He Invented A Written Language For The Karaoke.



Since something our son Jeffrey said got title status Tuesday, it seems only fitting that something Sarah said got today's. It was when we were doing their reading at home after school and choir practice and our dinner of rotisserie chicken and Pringles -- both of them read from a first book of biographies we have that I bought a few years ago, and Sarah going from Peter the Great to William Shakespeare came upon Sequoya (or Sequoyah, the spelling I grew up with for his name) and the introductory sentence to the page -- which reads "He invented a written language for the Cherokee." -- came out as today's title from Sarah's mouth. And remember, Dad, do NOT pronounce something for her the first time, let her try or she gets frustrated when you do it!

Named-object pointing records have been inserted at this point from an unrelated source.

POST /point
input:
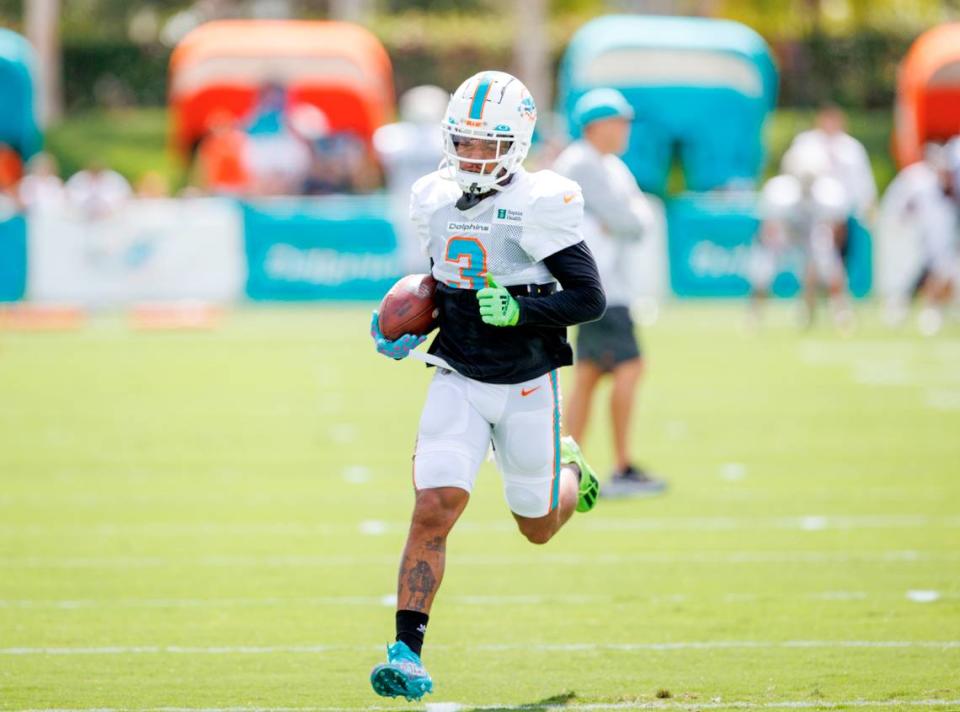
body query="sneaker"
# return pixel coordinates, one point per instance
(403, 675)
(632, 482)
(589, 484)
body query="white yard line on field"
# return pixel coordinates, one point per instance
(546, 559)
(713, 704)
(940, 645)
(806, 522)
(389, 600)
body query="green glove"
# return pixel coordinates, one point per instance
(497, 305)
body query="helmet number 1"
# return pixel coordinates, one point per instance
(471, 256)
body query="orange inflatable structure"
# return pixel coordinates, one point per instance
(928, 93)
(338, 67)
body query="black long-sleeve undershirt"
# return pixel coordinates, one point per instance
(582, 298)
(538, 343)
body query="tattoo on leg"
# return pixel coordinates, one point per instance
(421, 583)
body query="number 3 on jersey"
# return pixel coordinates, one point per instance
(470, 254)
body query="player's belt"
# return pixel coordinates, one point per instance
(532, 290)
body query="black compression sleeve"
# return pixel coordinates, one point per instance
(582, 298)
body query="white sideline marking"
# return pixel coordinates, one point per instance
(390, 600)
(715, 704)
(667, 524)
(546, 559)
(923, 596)
(493, 647)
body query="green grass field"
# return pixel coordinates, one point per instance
(213, 521)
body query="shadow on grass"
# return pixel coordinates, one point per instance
(546, 703)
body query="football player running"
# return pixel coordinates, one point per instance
(499, 240)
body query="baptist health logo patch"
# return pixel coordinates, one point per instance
(470, 228)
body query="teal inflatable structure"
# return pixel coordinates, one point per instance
(701, 89)
(18, 120)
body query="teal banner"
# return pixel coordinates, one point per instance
(13, 259)
(710, 240)
(336, 248)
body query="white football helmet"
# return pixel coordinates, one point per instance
(491, 106)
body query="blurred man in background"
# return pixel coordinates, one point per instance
(42, 188)
(279, 158)
(802, 209)
(616, 217)
(408, 150)
(98, 192)
(222, 166)
(848, 163)
(848, 160)
(922, 203)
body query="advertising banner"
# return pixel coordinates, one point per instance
(13, 258)
(339, 248)
(149, 250)
(710, 249)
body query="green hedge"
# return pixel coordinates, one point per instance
(856, 71)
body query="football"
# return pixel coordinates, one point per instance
(408, 308)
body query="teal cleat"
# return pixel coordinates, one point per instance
(403, 675)
(589, 484)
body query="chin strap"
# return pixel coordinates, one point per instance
(468, 200)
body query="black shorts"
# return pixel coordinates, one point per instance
(610, 341)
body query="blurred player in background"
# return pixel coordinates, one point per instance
(408, 150)
(616, 217)
(500, 347)
(922, 203)
(848, 163)
(847, 158)
(801, 210)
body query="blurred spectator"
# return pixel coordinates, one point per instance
(802, 209)
(340, 164)
(279, 159)
(616, 217)
(409, 150)
(42, 188)
(153, 184)
(97, 191)
(848, 160)
(11, 169)
(221, 166)
(923, 201)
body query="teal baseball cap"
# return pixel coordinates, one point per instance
(599, 104)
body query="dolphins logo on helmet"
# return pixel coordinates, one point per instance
(490, 106)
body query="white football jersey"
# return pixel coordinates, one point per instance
(506, 235)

Jeffrey on the other hand will skim until he finds something he likes! We were skipping through and finding the bios of U.S. presidents George Washington, Thomas Jefferson, Abraham Lincoln, and Franklin (who shares the page with his wife Eleanor) Roosevelt. To use a Homeric analogy that I just thought of, Sarah's my Iliad and Jeffrey's my Odyssey. And I need to never be in a rush to have them grow up; they'll do that soon enough. Meanwhile, Martha and I are officially the owners of the insured 1999 Chevy Lumina we bought last week -- for more details on that I direct you to Tuesday's entry -- and our Hyundai Elantra of the same year was towed away last night for $150 before I got home from work. We're taking what we can get and paying her parents back EVERY PENNY.

Last night a man from our church brought us a rolling bedframe -- I don't know when or how he heard we could use one, but we can and I'm thankful. When we will set it up in our room (right now Martha and I sleep on two stacked queen-sized mattresses) is another story. Speaking of stories, I need to get updated on what I've been reading, for the record. Last night I finished Ralph Steadman's Tales of the Weirrd (not a typo, ISBN 1552976440) that adds his illustrations to a Victorian miscellany of grotesques, oddities, impostors, and eccentrics like Old Boots who could hold a gold piece between his mouth and chin, Guillaume De Nittis who tried to eat himself, and Alexis Vincent Charles Berbiguier the demon bottler, and Eve Fleigen who lived on the smell of flowers.

Genuine Weirdness is a rare quality. To be truly weird demands character and a wanton regard for the social mores of the day. (from the author's Introduction)

Now for the ... less weird, I've gone through two of Scott Adams' Dilbert collections (Another Day In Cubicle Paradise, ISBN 0740721941 and I'm Tempted to Stop Acting Randomly, ISBN 9780740778063), and screenwriter Randall Wallace's novelization of Braveheart (ISBN 0671522817) which includes scenes of William Wallace's (no known relation) travels in France and his meeting the Pope in the Vatican which doesn't add much to a fantastic movie. Oh, and biographies of Hatshepsut the 18th Dynasty queen of Egypt who ruled as pharaoh for twenty years and the Chevalier de St. George who fenced and sand and played music in 18th century France. And if you want to know more about those, please call me.